【書評】1985年の無条件降伏-プラザ合意とバブル

あるのは自国の利益だけ

ブラック・マンデーという「調整」の後にもう一度、資産市場は噴き上がり、そして長い停滞の時代がやってきた。
岡本氏は、プラザ合意を飲んでしまった政府・日銀の甘さを批判している。

「『国際協調というものはない。あるのは、自国の利益だけだ』というのが、アメリカでも、欧州でも、標準なのだ。
それを口には出さないだけなのだ。」

たしかに急激な円高に対応する目的でなされた1987年のルーブル合意後も、日本以外の各国は為替介入に本腰を入れることがなかった。
岡本氏は、プラザ合意が総じて日本にとって有害なものだったと括っているようだ。

輸出依存を抜け出せない国

本書は読者に考えるヒントを多く与えてくれる良書である。
そう断った上で、批判するのではなく、物足りない点を指摘しておこう。

1. 重商主義的な考え
全体を通して重商主義的な考えが底流にあるように感じられ、それは安倍政権の経済政策とも共通するところがある。
これは現実を見ればやむをえないとも言えるが、理想を失った見方ともとれる。
プラザ合意がなければ円高は進まなかったのか。
プラザ合意とは、世界の貿易不均衡のガス抜きの一手段にすぎず、プラザ合意がなくとも何かが起こり似たような結果が生じたのではないか。

2. ドル円による為替相場感
本書における為替の議論は一貫してドル円相場で語られている。
実質実効為替レートを見れば、感じ方が少し変わるかもしれない。

ドル円と円の実質実効為替レート
ドル円と円の実質実効為替レート
ドル円は上が円安、下が円高。

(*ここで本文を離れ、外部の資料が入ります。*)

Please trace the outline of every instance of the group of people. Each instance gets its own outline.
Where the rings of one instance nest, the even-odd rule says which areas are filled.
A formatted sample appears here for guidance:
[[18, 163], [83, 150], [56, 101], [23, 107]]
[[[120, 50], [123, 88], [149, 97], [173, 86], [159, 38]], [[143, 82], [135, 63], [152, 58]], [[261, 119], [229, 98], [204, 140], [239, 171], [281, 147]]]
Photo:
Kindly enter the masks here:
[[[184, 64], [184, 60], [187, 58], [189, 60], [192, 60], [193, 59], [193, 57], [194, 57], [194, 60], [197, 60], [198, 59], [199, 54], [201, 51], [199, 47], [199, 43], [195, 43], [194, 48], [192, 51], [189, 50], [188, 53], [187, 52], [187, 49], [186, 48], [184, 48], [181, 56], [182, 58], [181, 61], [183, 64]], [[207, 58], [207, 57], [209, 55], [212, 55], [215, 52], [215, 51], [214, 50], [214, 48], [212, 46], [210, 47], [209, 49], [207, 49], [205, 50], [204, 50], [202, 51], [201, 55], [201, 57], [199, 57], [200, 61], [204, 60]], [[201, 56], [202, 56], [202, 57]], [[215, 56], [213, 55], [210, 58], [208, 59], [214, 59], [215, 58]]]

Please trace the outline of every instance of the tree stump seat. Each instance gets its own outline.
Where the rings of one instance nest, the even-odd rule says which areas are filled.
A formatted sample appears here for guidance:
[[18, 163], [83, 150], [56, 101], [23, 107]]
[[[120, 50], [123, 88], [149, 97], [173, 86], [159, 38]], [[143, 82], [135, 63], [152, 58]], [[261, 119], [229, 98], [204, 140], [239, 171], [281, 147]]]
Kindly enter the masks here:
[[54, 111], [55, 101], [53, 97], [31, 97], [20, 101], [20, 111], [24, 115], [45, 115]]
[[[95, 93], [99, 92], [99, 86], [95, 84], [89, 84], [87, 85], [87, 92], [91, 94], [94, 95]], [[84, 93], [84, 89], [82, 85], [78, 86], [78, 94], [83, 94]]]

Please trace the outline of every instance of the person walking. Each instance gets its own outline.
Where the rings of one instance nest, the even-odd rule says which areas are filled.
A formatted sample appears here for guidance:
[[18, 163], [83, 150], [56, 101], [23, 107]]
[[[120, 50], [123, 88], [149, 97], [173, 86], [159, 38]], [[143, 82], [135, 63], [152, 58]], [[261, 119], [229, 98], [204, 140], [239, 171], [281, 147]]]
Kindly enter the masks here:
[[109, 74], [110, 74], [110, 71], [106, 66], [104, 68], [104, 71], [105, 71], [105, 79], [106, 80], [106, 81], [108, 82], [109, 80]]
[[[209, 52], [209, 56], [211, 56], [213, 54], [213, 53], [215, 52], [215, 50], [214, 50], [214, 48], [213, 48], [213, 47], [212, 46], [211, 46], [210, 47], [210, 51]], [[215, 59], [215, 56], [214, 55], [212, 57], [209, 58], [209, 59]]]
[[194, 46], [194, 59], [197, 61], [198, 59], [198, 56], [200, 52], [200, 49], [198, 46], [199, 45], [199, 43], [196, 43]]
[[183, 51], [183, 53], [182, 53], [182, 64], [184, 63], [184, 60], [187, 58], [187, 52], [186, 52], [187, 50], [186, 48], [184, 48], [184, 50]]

実質実効為替レートは上が円高、下が円安。

1980年代から1990年代半ばまでの円高は確かに急なものだが、現在の水準についての感じ方は大きく変わるはずだ。
プラザ合意前に戻ったようにさえ思える点は留意すべきだ。
もちろん、実質実効為替レートは円高を看過する傾向がある。
日本経済が円高に順応することで、円高を円高でなくしてしまう効果がある。
しかし、それも含めて日本経済は進化してきたとも言える。

デジャブ?

本書が良書であるのは、有用な問題提起がなされているところにもある。
これも2つ紹介しておきたい。

1. グローバル化

もし仮に、トヨタとパナソニックが海外に本社を移すようなことがあれば、『日本経済』とは、いったい、何を指すのか。
プラザ合意は、現在の世界に、『国民経済とは何か』という根源的な問題を提起してしまった。

2. インプリケーション

(円高不況で)政府も経済界も、このままでは日本経済は沈没するのではないかと本気で心配した。
そこで政府は景気対策を矢継ぎ早に打ち出し、日本銀行は強力な金融緩和を実施した。
これは86年、87年の話だ。
しかし、どこかで聞いたような話ではないだろうか。